After going thru KEYCLOAK-4433 in more detail, I better understood the nature of the
"fix" (it's fair to call it less than optimal) and used it... and all is
good.
Ideally we would not have to create the "hardcoded mapper", and instead commit
all LDAP attributes in one transaction. Using a constraint on LDAP attributes for
validation purposes means that we have to add these hardcoded mappers for each such
attribute. Easily done ... but still.
One more gentle suggestion: though the tool tips that pop up try to yell "Only during
registration", I did not notice them at first because the hardcoded mapper seems very
straightforward so I ignored the tool tips entirely. That mapper would be better served if
its name included something like "hardcoded-registration-only" (yes the name is
long, but long names are especially useful for temporary solutions).

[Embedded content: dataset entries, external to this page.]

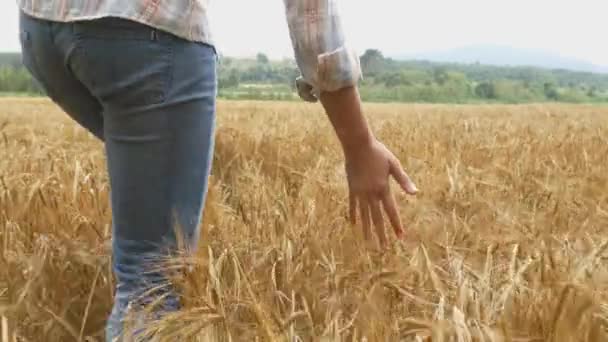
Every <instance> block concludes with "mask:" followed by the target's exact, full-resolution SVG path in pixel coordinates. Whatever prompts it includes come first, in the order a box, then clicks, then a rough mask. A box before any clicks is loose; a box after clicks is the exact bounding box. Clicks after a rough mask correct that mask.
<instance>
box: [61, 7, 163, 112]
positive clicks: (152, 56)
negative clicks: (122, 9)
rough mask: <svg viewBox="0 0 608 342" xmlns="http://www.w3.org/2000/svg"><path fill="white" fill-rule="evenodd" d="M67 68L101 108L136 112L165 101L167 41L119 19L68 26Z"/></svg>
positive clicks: (144, 28)
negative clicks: (71, 28) (71, 45)
mask: <svg viewBox="0 0 608 342" xmlns="http://www.w3.org/2000/svg"><path fill="white" fill-rule="evenodd" d="M74 34H75V38H76V47H75V49H74V51H73V54H72V56H71V58H70V61H69V63H70V67H71V69H72V71H73V72H74V74H75V75H76V77H77V78H79V80H80V81H81V82H82V83H84V84H85V86H87V88H89V90H90V92H91V93H92V94H93V95H94V96H95V97H96V98H97V99H98V100H99V101H100V102H101V103H102V105H103V106H104V107H105V108H116V109H120V110H124V109H137V108H138V107H145V106H150V105H155V104H159V103H162V102H164V101H165V99H166V96H167V92H168V89H169V87H170V83H171V74H172V50H171V44H172V39H171V37H170V36H169V35H164V34H162V33H160V32H159V31H157V30H155V29H153V28H150V27H148V26H146V25H143V24H139V23H135V22H131V21H128V20H123V19H115V18H112V19H109V20H108V19H101V20H93V21H88V22H77V23H75V24H74Z"/></svg>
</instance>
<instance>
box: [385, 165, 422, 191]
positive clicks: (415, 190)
mask: <svg viewBox="0 0 608 342" xmlns="http://www.w3.org/2000/svg"><path fill="white" fill-rule="evenodd" d="M389 172H390V173H391V175H393V177H395V180H396V181H397V183H399V185H400V186H401V188H402V189H403V191H405V192H407V193H408V194H410V195H415V194H416V193H417V192H418V188H417V187H416V184H414V182H413V181H412V179H411V178H410V176H408V175H407V173H405V170H403V167H401V163H399V161H398V160H392V161H391V163H390V170H389Z"/></svg>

Sincere thanks to the Keycloak team: you help me make a living, and I cannot criticize
your work except with the utmost humility.
________________________________
From: A. A.
Sent: Saturday, April 13, 2019 9:04 AM
To: keycloak-user(a)lists.jboss.org
Subject: Re: [keycloak-user] Keycloak Identity Broker to LDAP User Storage?
Actually, I've traced the source of my challenge I believe to this excellent
analysis:
https://issues.jboss.org/browse/KEYCLOAK-4433?focusedCommentId=13364626&a...
In my case, I have a few attributes in OpenLDAP that have constraints associated with them
(we are using the constraints overlay/extension provided by OpenLDAP). Those constraints
prevent the creation of the "default" dummy object. I have confirmed that
watching the logs: Keycloak first tries to create a dummy empty object, then moves forward
with modifying the returned entry.
Is there a workaround to this? Or a configuration option that instead of create empty then
modify, instead simply does create with full attributes?